Tatsächlich ist die Hoffnung auf eine monopolartige Stellung in der Plattformökonomie nicht unbegründet, denn Plattformmärkte werden zumeist als „Winner takes most“-Märkte beschrieben, auf denen sich „natürliche Monopole“ herausbilden. Dies lässt sich besonders auf folgende drei Gründe zurückführen: Erstens weisen Plattformen hohe Skaleneffekte auf; zweitens funktionieren Plattformen wie „zweiseitige Märkte“ (Roche/Tirole 2003), auf denen starke indirekte Netzwerkeffekte wirken; drittens versuchen Plattformen beispielsweise über Personalisierungen sogenannte Lock-in-Effekte auszulösen, indem sie die Wechselkosten für Konsument*innen, d. h. den Aufwand zu einer anderen Plattform zu wechseln, erhöhen. Skalen-, Netzwerk- und Lock-in-Effekte treten in der Regel zusammen auf und treiben so eine zunehmende Konzentration von Marktmacht in der Plattformökonomie an.

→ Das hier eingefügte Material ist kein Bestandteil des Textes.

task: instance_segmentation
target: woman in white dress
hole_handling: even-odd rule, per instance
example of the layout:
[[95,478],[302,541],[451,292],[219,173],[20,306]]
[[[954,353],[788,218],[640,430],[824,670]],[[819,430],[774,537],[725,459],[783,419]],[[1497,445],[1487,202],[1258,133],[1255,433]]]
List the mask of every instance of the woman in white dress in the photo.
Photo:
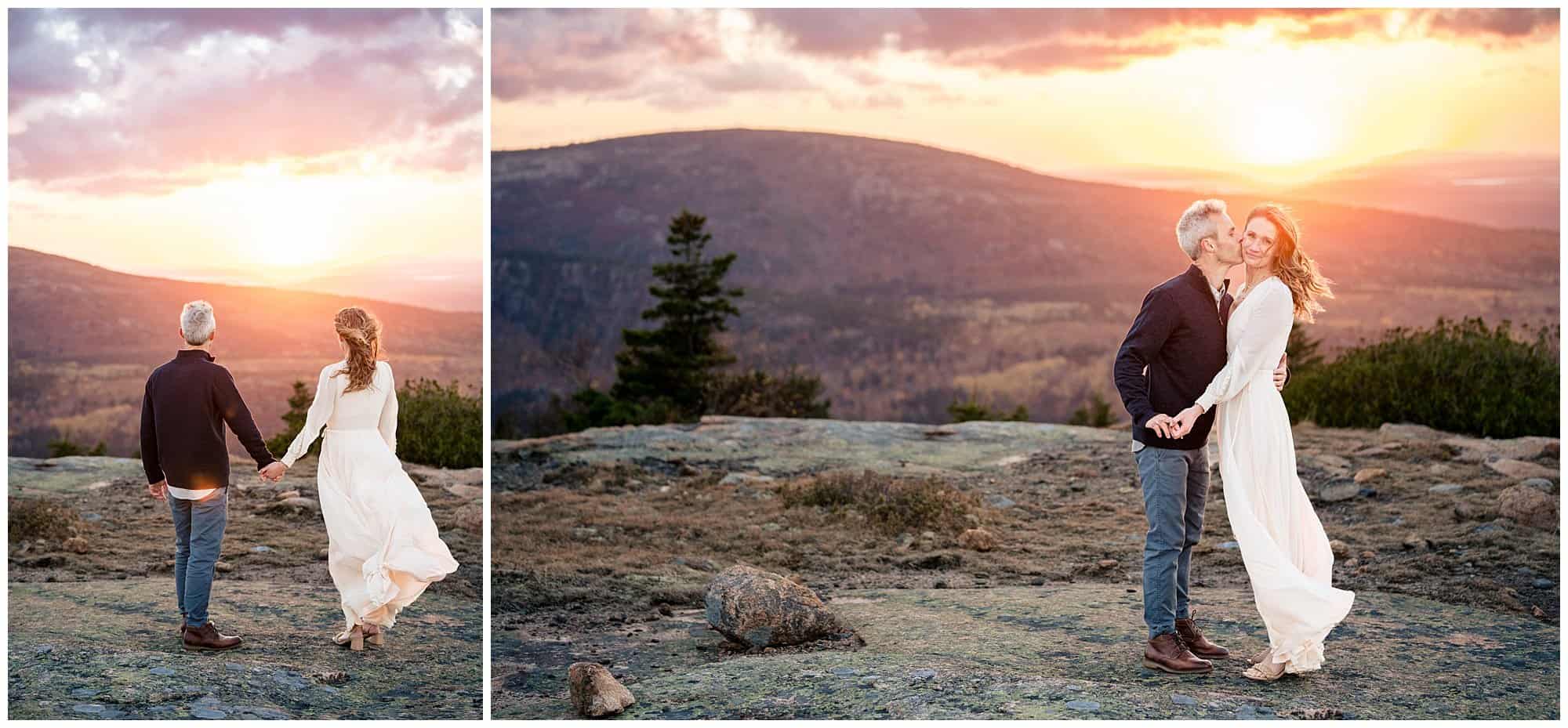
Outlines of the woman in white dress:
[[1300,248],[1300,232],[1283,206],[1262,204],[1242,234],[1247,287],[1226,331],[1225,369],[1198,402],[1176,416],[1176,436],[1218,405],[1220,477],[1225,510],[1247,565],[1269,650],[1242,675],[1273,681],[1323,665],[1323,639],[1350,612],[1355,593],[1334,588],[1334,554],[1295,472],[1295,442],[1273,367],[1294,318],[1312,322],[1333,298],[1317,264]]
[[343,361],[315,384],[304,430],[282,457],[293,468],[326,428],[315,485],[326,521],[326,568],[348,626],[350,650],[383,645],[383,629],[431,582],[456,571],[425,497],[397,458],[397,388],[381,355],[381,322],[351,306],[337,312]]

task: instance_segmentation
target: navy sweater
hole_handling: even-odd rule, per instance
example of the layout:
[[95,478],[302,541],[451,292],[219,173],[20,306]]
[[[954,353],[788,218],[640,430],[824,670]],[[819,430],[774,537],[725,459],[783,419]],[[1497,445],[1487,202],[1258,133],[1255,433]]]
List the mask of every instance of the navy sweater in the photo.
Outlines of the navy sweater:
[[1116,391],[1132,416],[1132,439],[1171,450],[1196,450],[1209,442],[1214,408],[1198,417],[1185,438],[1162,438],[1145,425],[1156,414],[1174,417],[1192,406],[1225,369],[1225,326],[1232,301],[1225,293],[1215,304],[1214,289],[1196,265],[1143,297],[1115,364]]
[[141,399],[141,464],[147,482],[166,479],[176,488],[226,488],[224,424],[256,460],[256,469],[273,461],[234,377],[212,355],[183,348],[154,369]]

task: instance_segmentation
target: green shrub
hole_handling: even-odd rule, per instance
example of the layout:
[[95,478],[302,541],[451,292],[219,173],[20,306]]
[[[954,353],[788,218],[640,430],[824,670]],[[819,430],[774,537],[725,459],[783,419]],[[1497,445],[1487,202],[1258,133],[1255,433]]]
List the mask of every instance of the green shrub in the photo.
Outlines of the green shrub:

Beispiele finden sich zuhauf: Die Plattform Flixbus hält über 90 Prozent des Fernbusmarktes, ebenso Lieferando auf dem Markt für plattformvermittelte Essenslieferungen. Booking verfügt über 60 Prozent des Plattformmarktes für Hotelbuchungen (IHA 2018), Apple und Alphabet teilen sich den Markt für Smartphone-Apps duopolistisch auf, und Amazon kontrolliert knapp die Hälfte des deutschen E-Commerce (IFH 2018) – wobei dieser Anteil auf einigen Märkten wie dem Onlinebuchhandel auf über 90 Prozent ansteigt (Statista 2019). Zum Vergleich: Bereits ab 40 Prozent Marktanteil sprechen Wettbewerbsbehörden von einer „marktbeherrschenden Stellung“.
Strukturelle Ausbeutung der Plattformarbeiter*innen
Plattformisierung und Monopolisierung zusammengenommen begründen den Aufstieg von sogenannten „proprietären Märkten“ (Staab 2019), d. h. Plattformen, die (Dienstleistungs-)Märkte ganz oder teilweise in Besitz nehmen. Die daraus resultierende Marktmacht bekommen vor allem die Dienstleister*innen zu spüren. So weist Krugman (2014) als einer der wenigen Ökonom*innen explizit darauf hin, dass sich die Marktmacht von Plattformen und anderen zweiseitigen Märkten weniger angebotsseitig (gegenüber den Konsument*innen) als vielmehr nachfrageseitig (gegenüber den Dienstleister*innen) äußert. Der Nachfragemacht von Plattformen steht entsprechend eine sehr geringe Verhandlungsmacht der Dienstleister*innen gegenüber, die sich entweder den Bedingungen des Plattformbetreibers unterwerfen oder den Marktzugang verlieren (Dobusch 2016).
In dieser ökonomischen Abhängigkeit führt die Plattformisierung zu einer strukturellen Ausbeutung von Dienstleister*innen, wie Armstrong (2006) gezeigt hat: Die Nutzer*innengruppen auf beiden Seiten das Plattformmarktes haben unterschiedliche Bedürfnisse – während Dienstleister*innen möglichst viele Konsument*innen erreichen wollen und deswegen auf vielen Plattformen vertreten sind („multi-homing“), präferieren die Konsument*innen in der Regel eine einzige Plattform („single-homing“). Für die Plattformbetreiber ist es unter diesen Umständen rational, sich auf die Attraktion der knapperen Konsument*innen zu konzentrieren, ihnen kostenlosen Zugang, vergünstigte Preise und speziellen Service anzubieten. Die finanziellen Mittel für diese Gratis-Dienstleistungen treiben die Plattformbetreiber bei den Dienstleister*innen ein, die aufgrund ihrer unelastischeren Nachfrage bereit sind, einen höheren Preis zu zahlen.